Rodzice włożyli bardzo duży wkład w nasze wykształcenie. Ojciec zawsze powtarzał, że nauka jest kluczem do życia. Dlatego po zdaniu matury wyjechałam do Poznania, aby dalej zdobywać wiedzę. Początki były dla mnie bardzo trudne. Brak środków finansowych zmusił mnie do poszukiwania pracy. Znalazłam ją tylko ,,na chwilę”, a w rzeczywistości przepracowałam w banku ponad 30 lat. Przeszłam przez wszystkie szczeble kariery zawodowej.

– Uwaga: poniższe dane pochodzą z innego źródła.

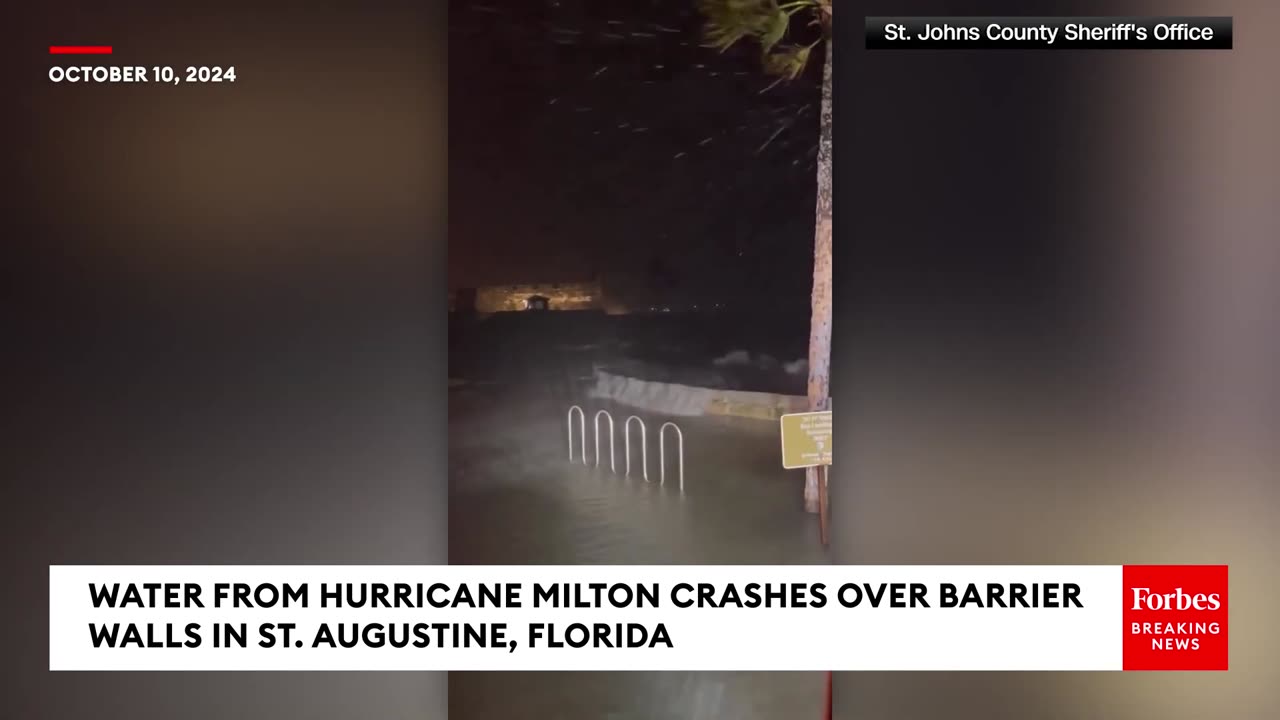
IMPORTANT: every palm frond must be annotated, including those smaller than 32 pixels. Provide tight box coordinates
[698,0,786,51]
[696,0,831,79]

Nagle zatrzymała mnie choroba uniemożliwiając objęcie stanowiska zastępcy dyrektora. Poznań dał mi dużo dobrego. Wyszłam za mąż, urodziłam trzech synów. Pierwsza tragedia – śmierć dwuletniego Przemysława. Moje szczęśliwe życie rodzinne trwało 16 lat. W 25 rocznicę naszego ślubu – 8 czerwca pochowałam mojego męża. Stojąc nad mogiłą znienawidziłam wszystko i wszystkich. Miałam żal do męża o to, że zostawił mnie samą. Po tych przeżyciach mój stan psychofizyczny był słaby. Zaczęłam chorować… Przeprowadziłam się do Trzcianki. Najgorszą dla mnie chorobą jest teraz cukrzyca, która nie boli, ale niszczy wszystko, co napotka na swojej drodze. Zaćma i amputacja lewej nogi spowodowały brak możliwości do samodzielnej egzystencji.

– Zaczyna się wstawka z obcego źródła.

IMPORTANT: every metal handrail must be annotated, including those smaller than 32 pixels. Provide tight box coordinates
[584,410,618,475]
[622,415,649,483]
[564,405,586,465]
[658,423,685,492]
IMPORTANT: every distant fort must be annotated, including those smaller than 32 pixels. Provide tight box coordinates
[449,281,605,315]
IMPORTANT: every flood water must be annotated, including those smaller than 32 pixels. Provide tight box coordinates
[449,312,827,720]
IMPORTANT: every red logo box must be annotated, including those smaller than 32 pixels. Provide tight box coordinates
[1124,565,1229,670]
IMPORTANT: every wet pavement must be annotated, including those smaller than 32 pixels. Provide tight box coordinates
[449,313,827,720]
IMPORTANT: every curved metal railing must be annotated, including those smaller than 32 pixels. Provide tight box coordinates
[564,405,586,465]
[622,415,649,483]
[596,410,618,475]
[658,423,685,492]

Zostałam skierowana do Domu Pomocy Społecznej w Wieleniu. Jestem bardzo wdzięczna personelowi zakonnemu i świeckiemu za okazaną pomoc i opiekę. Jestem bardzo wdzięczna pracownikowi socjalnemu, który bardzo mi pomaga – Pani o imieniu Karolina, która jest moimi oczyma i rękoma. Najprostsze, zatem słowo – DZIĘKUJĘ!

Na zakończenie pozdrawiam wszystkich Mieszkańców naszego Domu.